La detención de Nicolás Maduro ha devuelto a Venezuela al primer plano internacional. Pero mientras la atención se centra en el desenlace político del chavismo, España sigue gestionando en silencio una de sus consecuencias más profundas. La inmigración masiva derivada del colapso venezolano ha transformado el mercado laboral español sin planificación, sin control y sin un debate político real.

Los datos de afiliación a la Seguridad Social reflejan con crudeza esa realidad. En noviembre de 2025 había 213.000 trabajadores venezolanos afiliados, frente a los 16.800 registrados en 2015. El aumento supera el 1.200% en una década. Dicho de otro modo, el número de venezolanos ocupados en España se ha multiplicado por doce durante la etapa de Maduro, marcada por la ruina económica, la hiperinflación, el colapso institucional y una emigración masiva sin precedentes.

España se ha convertido en uno de los principales destinos europeos de ese éxodo. El idioma y los vínculos históricos facilitan la llegada, pero el factor decisivo ha sido la ausencia de una política migratoria exigente. Frente a otros países del entorno, el acceso al mercado laboral español resulta más laxo, lo que ha convertido al país en una válvula de escape del desastre chavista.

El crecimiento se ha acelerado de forma especialmente intensa en el último año. Sólo en 2025, los afiliados venezolanos aumentaron en más de 40.000 personas, cerca de un 25% en doce meses. Con estas cifras, los venezolanos ya son el cuarto colectivo extranjero más numeroso del mercado laboral español, solo por detrás de Marruecos, Rumanía y Colombia, y por delante de Italia por primera vez en la serie histórica.

Mano de obra extranjera como parche estructural

Actualmente, los venezolanos representan el 7% de todos los trabajadores extranjeros en España, frente al 1% que suponían en 2015. La mitad tiene menos de 35 años y el 91% trabaja como asalariada, lo que confirma su integración en los segmentos más dependientes del empleo por cuenta ajena.

Su inserción laboral se concentra en sectores como hostelería, comercio, transporte o servicios de cuidados y del hogar, aunque también crece su presencia en ocupaciones cualificadas como sanidad, educación o servicios profesionales. Un patrón que se repite con otros colectivos y que evidencia una tendencia clara. España ha optado por sustituir reformas estructurales por inmigración masiva.

El contexto general refuerza esa dependencia. En 2025, los afiliados extranjeros superaron los tres millones, alrededor del 14% de todo el empleo, una cifra récord. En 2015 representaban el 9%. En lugar de abordar las causas del envejecimiento demográfico, la precariedad salarial o la expulsión de trabajadores nacionales de determinados sectores, el sistema ha normalizado la importación constante de mano de obra extranjera como solución automática.

Venezuela cambia de escenario, España no cambia de rumbo

Mientras tanto, en Venezuela se anuncian movimientos políticos. El presidente del Parlamento y jefe negociador del chavismo, Jorge Rodríguez, informó de la liberación de un «número importante» de presos políticos como gesto para «consolidar la paz y la convivencia pacífica».

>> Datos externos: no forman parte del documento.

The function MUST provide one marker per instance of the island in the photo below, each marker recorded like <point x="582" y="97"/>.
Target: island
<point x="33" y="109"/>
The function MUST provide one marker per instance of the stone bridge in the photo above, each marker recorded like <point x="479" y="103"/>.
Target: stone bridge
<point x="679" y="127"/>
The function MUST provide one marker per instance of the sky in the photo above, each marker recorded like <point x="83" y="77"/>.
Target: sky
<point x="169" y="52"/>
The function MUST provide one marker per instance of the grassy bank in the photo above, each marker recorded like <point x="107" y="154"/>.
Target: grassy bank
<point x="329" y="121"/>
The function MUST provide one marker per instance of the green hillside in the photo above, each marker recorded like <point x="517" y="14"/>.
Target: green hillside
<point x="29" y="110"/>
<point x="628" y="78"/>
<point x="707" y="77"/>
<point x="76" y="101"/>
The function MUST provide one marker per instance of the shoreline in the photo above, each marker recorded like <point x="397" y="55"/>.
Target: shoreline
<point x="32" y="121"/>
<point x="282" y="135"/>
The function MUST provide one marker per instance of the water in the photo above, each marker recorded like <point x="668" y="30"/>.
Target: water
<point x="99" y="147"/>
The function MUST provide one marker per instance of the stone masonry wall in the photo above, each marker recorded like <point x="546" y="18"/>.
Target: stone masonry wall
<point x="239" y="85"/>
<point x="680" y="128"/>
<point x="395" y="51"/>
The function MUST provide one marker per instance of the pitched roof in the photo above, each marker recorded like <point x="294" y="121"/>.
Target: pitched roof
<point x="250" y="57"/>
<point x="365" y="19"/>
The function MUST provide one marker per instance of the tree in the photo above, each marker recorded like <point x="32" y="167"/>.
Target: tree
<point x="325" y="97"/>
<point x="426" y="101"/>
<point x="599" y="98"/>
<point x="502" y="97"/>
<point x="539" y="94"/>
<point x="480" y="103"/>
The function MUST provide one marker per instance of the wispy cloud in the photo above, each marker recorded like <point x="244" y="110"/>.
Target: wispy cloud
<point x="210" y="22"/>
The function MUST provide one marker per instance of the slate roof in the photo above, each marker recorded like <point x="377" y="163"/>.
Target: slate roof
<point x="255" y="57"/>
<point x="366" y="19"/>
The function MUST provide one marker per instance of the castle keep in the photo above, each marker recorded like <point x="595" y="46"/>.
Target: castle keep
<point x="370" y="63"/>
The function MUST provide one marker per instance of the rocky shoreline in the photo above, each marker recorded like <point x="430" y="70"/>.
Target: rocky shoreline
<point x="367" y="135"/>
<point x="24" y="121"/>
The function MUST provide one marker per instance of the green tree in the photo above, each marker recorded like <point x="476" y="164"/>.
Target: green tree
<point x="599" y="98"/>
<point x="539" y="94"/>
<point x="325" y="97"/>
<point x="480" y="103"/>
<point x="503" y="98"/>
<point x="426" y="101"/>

Desde la oposición, María Corina Machado aseguró que el Ejecutivo encabezado por Delcy Rodríguez tiene un carácter estrictamente «provisional» y que el país se encuentra en una fase previa a una transición política que considera «irreversible».

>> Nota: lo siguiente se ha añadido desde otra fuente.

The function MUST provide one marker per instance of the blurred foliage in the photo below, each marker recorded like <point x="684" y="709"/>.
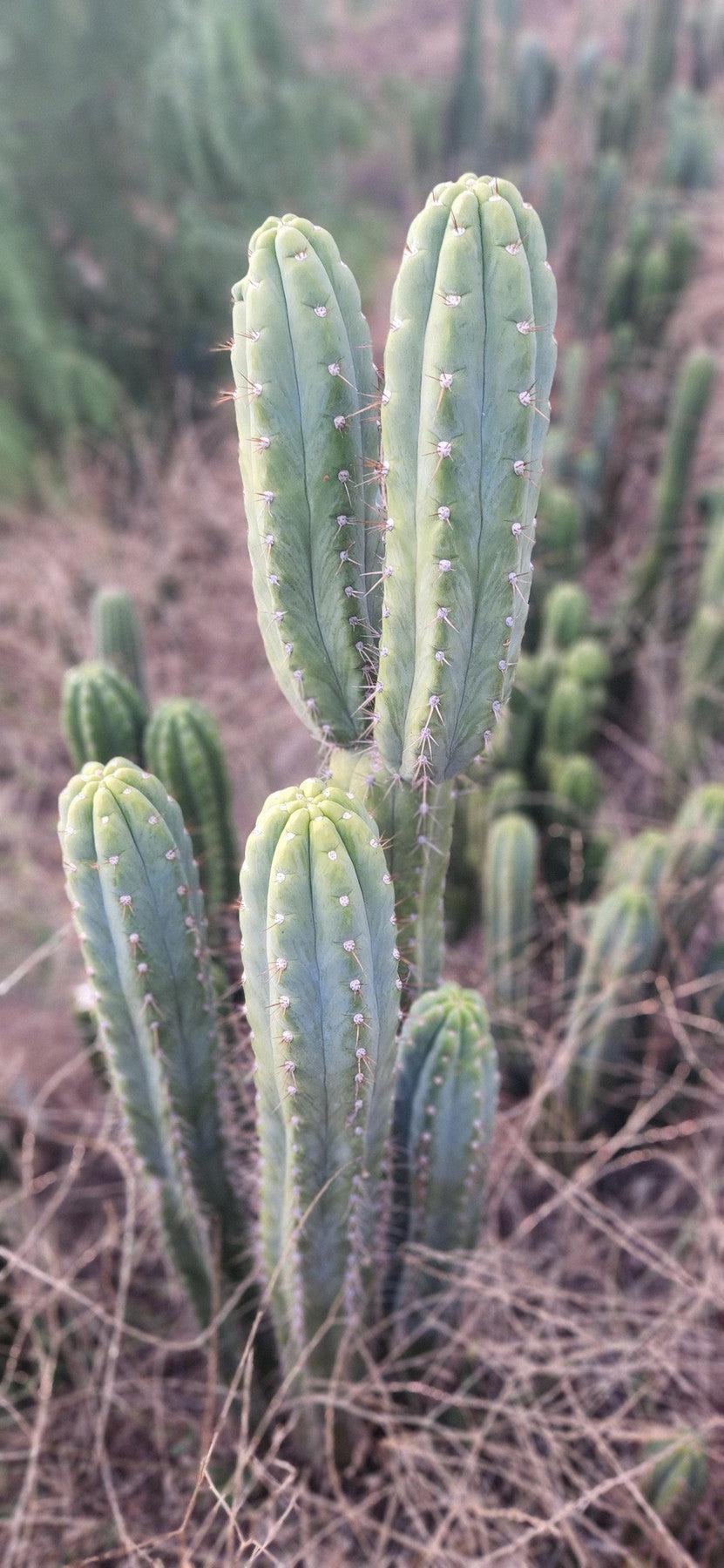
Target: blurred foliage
<point x="143" y="143"/>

Sin embargo, aunque Venezuela pueda encaminarse hacia un cambio, España sigue atrapada en el mismo modelo. Un modelo que asume la inmigración masiva como motor económico, que renuncia a proteger su mercado laboral y que convierte crisis ajenas en problemas estructurales propios. Todo ello sin explicaciones, sin planificación y sin dar la palabra a quienes pagan las consecuencias.